5. Fighting the Net war
[5.1] Between the increasing relevance of the foreign market to Japanese companies (Onouchi 2007) and the continuing decline of overall DVD sales in the United States (Paul Bond, "DVD spells digital video decline," Hollywood Reporter, December 21, 2006), both Japanese and American companies involved in the industry have moved beyond ignorance or indifference to the sheer amount of unauthorized, perhaps outright illegal, distribution of anime that goes on daily. Especially over the past 2 years, the impact of this type of unauthorized content distribution has been cited as a significant contributing factor in the stagnation and decline of the market for Japanese animation in the United States (Calvin Reid, "News report finds manga sales up; anime DVD down in '07," Publishers Weekly, December 7, 2007, http://www.publishersweekly.com/pw/by-topic/new-titles/adult-announcements/article/4776-new-report-finds-c2-a0manga-sales-up-anime-dvd-down-in-07-c2-a0-.html). Companies' reactions to this have varied. In general, the specific methods that are being used to counteract the fan sub networks actually hold lessons for the network/Net war theory in general, especially given what Arquilla and Ronfeldt argue is the difficulty of successfully disrupting networks without the overwhelming use of force. Methods in use range from relatively unsophisticated, heavy-handed approaches that raise their own issues to those that are significantly more nuanced and cognizant of the unique relationship between the producers and consumers of a cult entertainment. Some embrace technological solutions, whereas others take a more strategic view and aim to take away the reasons for these networks' existence.

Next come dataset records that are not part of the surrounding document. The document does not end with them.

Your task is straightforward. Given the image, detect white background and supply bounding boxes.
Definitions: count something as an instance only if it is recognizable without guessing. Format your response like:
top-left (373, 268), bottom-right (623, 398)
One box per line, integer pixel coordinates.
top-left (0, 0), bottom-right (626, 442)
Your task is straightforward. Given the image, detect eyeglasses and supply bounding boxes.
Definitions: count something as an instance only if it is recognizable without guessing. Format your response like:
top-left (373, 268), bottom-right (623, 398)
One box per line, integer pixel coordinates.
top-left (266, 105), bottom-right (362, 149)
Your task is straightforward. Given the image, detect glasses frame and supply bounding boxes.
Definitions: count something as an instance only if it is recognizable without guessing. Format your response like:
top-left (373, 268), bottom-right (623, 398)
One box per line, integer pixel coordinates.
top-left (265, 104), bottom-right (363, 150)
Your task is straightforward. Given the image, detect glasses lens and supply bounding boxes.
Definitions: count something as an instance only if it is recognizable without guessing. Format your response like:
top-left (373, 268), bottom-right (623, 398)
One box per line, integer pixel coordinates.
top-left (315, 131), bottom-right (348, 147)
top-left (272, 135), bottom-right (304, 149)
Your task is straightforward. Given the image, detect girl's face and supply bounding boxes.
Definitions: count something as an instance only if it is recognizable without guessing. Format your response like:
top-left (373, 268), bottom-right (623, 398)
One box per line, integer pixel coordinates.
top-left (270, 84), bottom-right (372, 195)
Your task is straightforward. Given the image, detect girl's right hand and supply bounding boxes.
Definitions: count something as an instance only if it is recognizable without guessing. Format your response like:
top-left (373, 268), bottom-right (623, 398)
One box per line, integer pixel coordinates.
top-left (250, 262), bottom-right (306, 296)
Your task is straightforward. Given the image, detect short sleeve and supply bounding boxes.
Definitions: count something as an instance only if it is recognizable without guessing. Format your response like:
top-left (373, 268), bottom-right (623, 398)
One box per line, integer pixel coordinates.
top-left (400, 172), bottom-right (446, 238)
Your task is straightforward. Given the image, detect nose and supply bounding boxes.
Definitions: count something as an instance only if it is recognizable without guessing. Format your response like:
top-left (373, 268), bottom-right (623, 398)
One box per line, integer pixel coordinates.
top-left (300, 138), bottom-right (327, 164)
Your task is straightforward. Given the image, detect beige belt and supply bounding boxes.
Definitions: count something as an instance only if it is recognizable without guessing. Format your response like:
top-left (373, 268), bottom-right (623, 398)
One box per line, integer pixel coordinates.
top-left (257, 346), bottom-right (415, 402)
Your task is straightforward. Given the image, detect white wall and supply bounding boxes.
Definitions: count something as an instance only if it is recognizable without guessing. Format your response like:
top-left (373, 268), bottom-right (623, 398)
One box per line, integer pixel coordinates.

[5.2] The heavy-handed methods are perhaps the easiest to identify and explain. A frequent practice of American anime companies is to issue cease-and-desist letters to fan subbing groups that are working on series to which the company in question has acquired the distribution rights (Borland 2005). This attacks the major nodes of the all-channel network but does not directly affect other nodes or individuals. Furthermore, a key symptom of the Internet in general and of Web 2.0 specifically is that once information is released, it will exist essentially in perpetuity. Especially in a peer-to-peer environment, once created, a file will continue to be available for distribution as long as at least one person makes it available. An approach that attempted to correct for this by targeting not the originators but the end users (similar to how the music industry has approached illegal downloaders) was recently undertaken by the Singapore-based anime licensing company Odex (Victoria Ho, "Odex softens on illegal downloads," ZDNet Asia, September 17, 2007, http://www.zdnetasia.com/odex-softens-on-illegal-downloaders-62032298.htm). The company used technologies that allowed it to identify individual downloaders, then threatened them with court action. Perhaps predictably, the result has been public resistance, including criticism of the company's own business practices. Some efforts undertaken by Japanese companies have been similar: as discussed earlier, there is an aversion in Japan to litigation, but to protect both rights and potential markets, Japanese anime companies have been leveraging their existing relationships with American distributors to have similar letters issued. Ultimately, this kind of law-based approach is the one Hatcher (2005) recommends, although he does acknowledge that the youth of this industry and its relative lack of sophistication makes legal action unlikely.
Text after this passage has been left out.